Das ist meine Chance, um meine Bemerkung von eben rückgängig zu machen.

Was hab ich da eben auch nur gesagt?

,,Gut." Ich lächele gezwungen und wünsche ihm eine Gute Nacht.
,,Dann... Schlaf schön, Josi."
,,Du auch."

Er steht da so verloren im Gang, dass es mir schon weh tut.
Dann hebt er etwas unschlüssig die Hand und deutet ein Winken an.

Oh Alex...

Ich zwinge mich, in den Schlafraum zu gehen und die Tür hinter mir zu schließen.
Erstmal tief durchatmen.
Meine Kollegen schlafen schon längst, was man auch am Schnarchen feststellen kann.
Ich seufze. Das wird sicher eine lustige Nacht werden.

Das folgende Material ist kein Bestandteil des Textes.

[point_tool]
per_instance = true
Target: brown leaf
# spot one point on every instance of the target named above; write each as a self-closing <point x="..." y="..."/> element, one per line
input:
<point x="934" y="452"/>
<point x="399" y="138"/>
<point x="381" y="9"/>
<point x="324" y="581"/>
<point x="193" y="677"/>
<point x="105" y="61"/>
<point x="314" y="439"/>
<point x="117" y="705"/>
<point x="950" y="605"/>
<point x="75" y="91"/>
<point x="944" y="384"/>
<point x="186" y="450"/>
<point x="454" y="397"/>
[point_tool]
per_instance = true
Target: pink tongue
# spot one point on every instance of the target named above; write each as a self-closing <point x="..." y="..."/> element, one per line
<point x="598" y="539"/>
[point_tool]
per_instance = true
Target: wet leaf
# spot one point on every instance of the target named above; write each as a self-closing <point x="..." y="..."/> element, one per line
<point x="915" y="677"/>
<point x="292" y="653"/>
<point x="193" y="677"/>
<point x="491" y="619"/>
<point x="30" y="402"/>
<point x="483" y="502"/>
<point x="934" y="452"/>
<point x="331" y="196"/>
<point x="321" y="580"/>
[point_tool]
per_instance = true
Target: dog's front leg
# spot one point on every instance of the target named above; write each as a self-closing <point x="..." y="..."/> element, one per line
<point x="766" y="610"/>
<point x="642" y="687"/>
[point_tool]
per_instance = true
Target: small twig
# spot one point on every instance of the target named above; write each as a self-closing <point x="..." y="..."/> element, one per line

Trotz Ohropax bekomme ich kein Auge zu. Und das trotz unendlicher Müdigkeit.
Das Feldbett ist unbequem, mir kalt und das Schnarchen... naja. Alles Scheiße eben.
Und dazu noch Alex.
Dadurch, dass ich wach bin, muss ich zwanghaft die ganze Zeit über den Tag nachdenken.
Oder vielleicht ist auch er mit der Grund, wieso ich nicht schlafen kann.
Ich versuche herauszufinden, was ich fühle.
Bin ich freudig oder glücklich, dass er wieder da ist? Dass er mir angeboten hat, bei ihm zu schlafen... dass er mir gesagt hat, er würde es gern nochmal versuchen?
Bin ich sauer, weil er sich nicht gemeldet hat? Oder bin ich vielleicht sogar dankbar dafür?
Bin ich traurig, weil ich weiß, dass es nicht mehr so werden wird, wie es mal war?

Von allem ein bisschen.

Aber in erster Linie: überfordert.
Als ich irgendwann die ersten Vögel zwitschern höre, krieg ich leicht Panik. Ich bin seit fast 24 Stunden auf den Beinen und soll heut wieder RTW fahren...
Bis halb acht liege ich noch herum, dann steh ich wieder auf. Ziehe mir einen starken Kaffee, klatsche mir kaltes Wasser ins Gesicht und stelle dabei mit einem Blick in den Spiegel fest, dass ich noch beschissener aussehe, als ich mich fühle.
Danach statte ich den Besatzungen, die Regelrettungen fahren, einen Besuch ab.
Zusammen Kaffee trinken, frühstücken, quatschen, nochmal Kaffee trinken... es lenkt mich ein wenig von meiner Müdigkeit ab. Und von Alex.
Bis er dann um 10 Uhr quietschfidel im Raum steht. Anscheinend war er grad duschen, denn seine Haare sind noch leicht nass. Er sieht aus, als ob er mindestes acht Stunden geschlafen hätte.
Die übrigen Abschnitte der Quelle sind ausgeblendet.